Mon Jan 20 13:54:57 2025 UTC
UPD (Jan 21, 2025): the version 0.3.50 found to be buggy. Please download the version 0.3.51 which is a quick-fix release.
Some brain-damaged webcoding addicts demonstrated me (by submitting
comments with some related crap) the possibility to introduce JavaScript
into user comments using tag attributes appeared in HTML5 such as
onclick, onpageshow etc., and browsers happily
ignore the fact the document they render has nothing to do with HTML5. I
have to admit I didn't realize things like that are possible. Luckily, all
my sites are premoderated, so no visible consequences occured, but it
became obvious for me that tag attributes need to be filtered just like
tags theyselves.
It took several days of work to significantly rewrite the filter (for those
who're courious, it is implemented in the
lib/stfilter/stfhtml.cpp file using an FSM) and add the
appropriate support to Thalassa itself, as well as to the
thalcgi.cgi program. Anyway, Thalassa 0.3.50 is now ready and has just been made available.

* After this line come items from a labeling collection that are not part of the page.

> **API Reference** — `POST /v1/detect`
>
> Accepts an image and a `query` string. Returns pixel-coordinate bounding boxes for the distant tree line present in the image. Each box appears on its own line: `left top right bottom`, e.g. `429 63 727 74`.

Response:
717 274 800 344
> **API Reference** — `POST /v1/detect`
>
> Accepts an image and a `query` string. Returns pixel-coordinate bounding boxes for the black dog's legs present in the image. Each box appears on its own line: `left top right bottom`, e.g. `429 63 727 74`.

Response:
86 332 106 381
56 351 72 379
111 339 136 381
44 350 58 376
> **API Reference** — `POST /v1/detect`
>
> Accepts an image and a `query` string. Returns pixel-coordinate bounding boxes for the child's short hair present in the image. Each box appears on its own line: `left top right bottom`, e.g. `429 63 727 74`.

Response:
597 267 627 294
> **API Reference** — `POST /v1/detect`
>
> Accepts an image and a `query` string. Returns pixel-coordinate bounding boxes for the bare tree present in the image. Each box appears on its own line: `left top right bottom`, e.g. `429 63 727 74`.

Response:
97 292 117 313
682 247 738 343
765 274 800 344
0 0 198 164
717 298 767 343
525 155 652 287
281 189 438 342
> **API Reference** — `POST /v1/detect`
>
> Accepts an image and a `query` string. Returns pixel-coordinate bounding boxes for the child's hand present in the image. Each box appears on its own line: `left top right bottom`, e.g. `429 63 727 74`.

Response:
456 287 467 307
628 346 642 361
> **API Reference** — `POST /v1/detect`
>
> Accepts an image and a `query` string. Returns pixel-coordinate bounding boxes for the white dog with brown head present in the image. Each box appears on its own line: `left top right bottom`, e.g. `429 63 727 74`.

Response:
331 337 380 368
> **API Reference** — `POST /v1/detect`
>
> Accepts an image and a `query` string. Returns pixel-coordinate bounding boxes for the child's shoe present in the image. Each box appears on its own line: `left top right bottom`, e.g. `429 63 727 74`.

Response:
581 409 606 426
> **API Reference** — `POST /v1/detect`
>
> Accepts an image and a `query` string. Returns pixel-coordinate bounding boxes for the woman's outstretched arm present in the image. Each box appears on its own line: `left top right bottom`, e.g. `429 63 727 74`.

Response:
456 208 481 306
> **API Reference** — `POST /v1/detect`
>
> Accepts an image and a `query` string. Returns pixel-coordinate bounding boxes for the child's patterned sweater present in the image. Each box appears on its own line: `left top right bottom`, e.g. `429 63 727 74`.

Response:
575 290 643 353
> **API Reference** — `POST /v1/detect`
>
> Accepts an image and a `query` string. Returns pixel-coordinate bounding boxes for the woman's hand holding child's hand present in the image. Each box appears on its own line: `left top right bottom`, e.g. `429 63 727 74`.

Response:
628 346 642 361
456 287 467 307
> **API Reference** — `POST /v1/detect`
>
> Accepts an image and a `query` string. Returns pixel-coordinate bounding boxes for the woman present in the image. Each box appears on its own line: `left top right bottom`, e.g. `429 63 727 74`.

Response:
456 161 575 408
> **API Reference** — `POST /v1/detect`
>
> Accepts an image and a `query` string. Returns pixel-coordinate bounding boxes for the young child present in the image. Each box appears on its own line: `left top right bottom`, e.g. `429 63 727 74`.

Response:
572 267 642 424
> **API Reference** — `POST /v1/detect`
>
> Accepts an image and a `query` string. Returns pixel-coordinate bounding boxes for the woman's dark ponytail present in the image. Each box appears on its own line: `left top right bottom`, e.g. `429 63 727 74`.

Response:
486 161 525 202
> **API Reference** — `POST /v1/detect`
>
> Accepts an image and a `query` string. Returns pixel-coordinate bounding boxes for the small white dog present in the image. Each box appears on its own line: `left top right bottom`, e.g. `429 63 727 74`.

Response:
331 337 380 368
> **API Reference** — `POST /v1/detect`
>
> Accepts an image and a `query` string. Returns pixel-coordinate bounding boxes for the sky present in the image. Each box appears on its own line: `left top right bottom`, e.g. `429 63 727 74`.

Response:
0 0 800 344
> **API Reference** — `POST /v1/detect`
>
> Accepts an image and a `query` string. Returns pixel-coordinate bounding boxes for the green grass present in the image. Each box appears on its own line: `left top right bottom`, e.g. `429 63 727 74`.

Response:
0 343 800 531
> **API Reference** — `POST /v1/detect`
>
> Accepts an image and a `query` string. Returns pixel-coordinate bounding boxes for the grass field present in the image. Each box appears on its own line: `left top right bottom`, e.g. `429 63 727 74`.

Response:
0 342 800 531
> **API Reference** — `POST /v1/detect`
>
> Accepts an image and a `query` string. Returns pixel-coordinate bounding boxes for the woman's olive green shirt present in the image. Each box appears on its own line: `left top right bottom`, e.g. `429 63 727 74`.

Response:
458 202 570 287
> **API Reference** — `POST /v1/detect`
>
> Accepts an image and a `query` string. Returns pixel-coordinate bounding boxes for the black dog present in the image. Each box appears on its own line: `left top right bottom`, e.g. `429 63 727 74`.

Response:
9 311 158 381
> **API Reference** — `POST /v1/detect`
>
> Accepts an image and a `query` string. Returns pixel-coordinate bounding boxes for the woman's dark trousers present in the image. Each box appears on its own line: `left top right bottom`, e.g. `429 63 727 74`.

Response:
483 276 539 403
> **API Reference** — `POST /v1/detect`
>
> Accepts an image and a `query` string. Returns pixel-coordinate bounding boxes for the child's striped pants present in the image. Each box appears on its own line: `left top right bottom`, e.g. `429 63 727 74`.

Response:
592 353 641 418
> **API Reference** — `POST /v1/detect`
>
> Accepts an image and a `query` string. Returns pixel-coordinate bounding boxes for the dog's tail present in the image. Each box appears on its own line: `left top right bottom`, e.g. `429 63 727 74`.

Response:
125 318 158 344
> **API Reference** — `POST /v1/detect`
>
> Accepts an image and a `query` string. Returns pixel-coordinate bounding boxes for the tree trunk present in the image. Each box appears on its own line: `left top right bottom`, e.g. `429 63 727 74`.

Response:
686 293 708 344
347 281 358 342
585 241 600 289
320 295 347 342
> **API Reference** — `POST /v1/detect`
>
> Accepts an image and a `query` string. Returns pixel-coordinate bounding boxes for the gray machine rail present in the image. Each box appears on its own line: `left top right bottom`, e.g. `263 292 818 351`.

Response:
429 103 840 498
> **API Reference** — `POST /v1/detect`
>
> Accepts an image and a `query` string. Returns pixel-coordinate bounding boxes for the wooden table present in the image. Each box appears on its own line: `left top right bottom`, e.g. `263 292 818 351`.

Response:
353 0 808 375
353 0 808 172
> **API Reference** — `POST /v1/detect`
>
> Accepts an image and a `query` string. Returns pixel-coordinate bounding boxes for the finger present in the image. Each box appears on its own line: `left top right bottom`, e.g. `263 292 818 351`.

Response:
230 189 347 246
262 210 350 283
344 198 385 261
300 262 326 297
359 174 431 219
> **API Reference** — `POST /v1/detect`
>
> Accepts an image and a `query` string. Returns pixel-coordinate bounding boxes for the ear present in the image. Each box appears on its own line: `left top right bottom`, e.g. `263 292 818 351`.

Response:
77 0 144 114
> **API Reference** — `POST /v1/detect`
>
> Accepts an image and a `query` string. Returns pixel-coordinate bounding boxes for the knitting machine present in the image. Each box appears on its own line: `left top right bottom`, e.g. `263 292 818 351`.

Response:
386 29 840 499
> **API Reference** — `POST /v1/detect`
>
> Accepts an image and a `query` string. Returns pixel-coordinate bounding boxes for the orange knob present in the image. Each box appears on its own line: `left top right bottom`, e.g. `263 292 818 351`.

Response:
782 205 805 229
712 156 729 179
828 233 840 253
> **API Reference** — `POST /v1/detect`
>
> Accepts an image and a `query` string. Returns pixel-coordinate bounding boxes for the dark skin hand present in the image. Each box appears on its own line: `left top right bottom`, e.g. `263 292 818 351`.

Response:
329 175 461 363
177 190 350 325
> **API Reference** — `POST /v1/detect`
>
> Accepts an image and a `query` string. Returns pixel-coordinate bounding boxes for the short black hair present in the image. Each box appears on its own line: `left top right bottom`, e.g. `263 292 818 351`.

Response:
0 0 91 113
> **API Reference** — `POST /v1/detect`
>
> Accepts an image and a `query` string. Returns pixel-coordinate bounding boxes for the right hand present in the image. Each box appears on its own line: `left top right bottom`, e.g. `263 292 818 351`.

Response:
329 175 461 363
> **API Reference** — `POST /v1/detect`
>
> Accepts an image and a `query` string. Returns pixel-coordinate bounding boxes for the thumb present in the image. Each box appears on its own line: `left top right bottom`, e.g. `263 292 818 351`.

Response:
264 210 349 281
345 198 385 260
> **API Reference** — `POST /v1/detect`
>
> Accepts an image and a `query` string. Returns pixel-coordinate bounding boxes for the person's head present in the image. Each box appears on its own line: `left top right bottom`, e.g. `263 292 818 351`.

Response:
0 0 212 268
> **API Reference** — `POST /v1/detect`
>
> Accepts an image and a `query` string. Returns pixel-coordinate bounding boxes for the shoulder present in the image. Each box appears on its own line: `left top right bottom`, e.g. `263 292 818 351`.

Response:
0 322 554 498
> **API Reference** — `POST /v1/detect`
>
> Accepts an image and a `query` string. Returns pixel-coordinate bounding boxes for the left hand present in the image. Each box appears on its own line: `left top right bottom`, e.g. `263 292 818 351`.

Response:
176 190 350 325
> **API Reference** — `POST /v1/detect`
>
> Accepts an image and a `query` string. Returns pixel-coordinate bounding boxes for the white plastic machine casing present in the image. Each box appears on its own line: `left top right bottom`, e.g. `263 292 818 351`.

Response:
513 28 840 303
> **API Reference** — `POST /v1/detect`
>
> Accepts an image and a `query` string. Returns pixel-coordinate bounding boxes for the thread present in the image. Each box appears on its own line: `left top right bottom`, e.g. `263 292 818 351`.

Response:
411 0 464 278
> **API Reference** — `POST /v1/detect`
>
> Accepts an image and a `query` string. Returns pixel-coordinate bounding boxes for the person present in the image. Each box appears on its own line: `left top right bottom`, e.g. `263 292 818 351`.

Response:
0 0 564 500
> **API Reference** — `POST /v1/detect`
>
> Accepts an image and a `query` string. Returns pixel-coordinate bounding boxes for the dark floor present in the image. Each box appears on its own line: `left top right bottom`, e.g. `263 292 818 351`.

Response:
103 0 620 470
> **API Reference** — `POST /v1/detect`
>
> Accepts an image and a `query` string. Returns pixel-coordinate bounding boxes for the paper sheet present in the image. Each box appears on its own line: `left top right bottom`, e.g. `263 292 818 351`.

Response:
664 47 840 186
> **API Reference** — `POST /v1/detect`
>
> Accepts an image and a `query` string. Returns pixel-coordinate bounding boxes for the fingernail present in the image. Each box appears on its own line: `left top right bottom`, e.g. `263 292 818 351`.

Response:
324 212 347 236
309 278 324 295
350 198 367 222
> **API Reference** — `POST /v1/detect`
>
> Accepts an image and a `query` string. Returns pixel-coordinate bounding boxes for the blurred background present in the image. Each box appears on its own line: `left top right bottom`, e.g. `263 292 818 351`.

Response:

There are two user-visible changes:
tag_attributes is added to the
[format ]
section both in the Thalassa main configuration and the
thalcgi.ini file. A kinda-safe default is provided for
its value, and the default value is
a=href img=src img=alt, only allowing to use the
href attribute within the a tag, and
src and alt attributes for the img
tag, if the tags are allowed. All this only affects
headed text files where the
tags flag is found in the format header field
(typically the comments written by users using the web interface). You
only need to worry about all this in case you really wish to allow users
more things to do within their comments, like, e.g., allowing the
style attribute for all tags (think carefully before
you do).thalcgi.cgi configuration, the
%[cmtinfo:attrs]
macro function added.Nothing should (hopefully) break on your site if you move to this new version from the previous one; most users leaving comments simply don't remember about all these tag attributes. However, we strongly recommend to test it before deploying on running sites.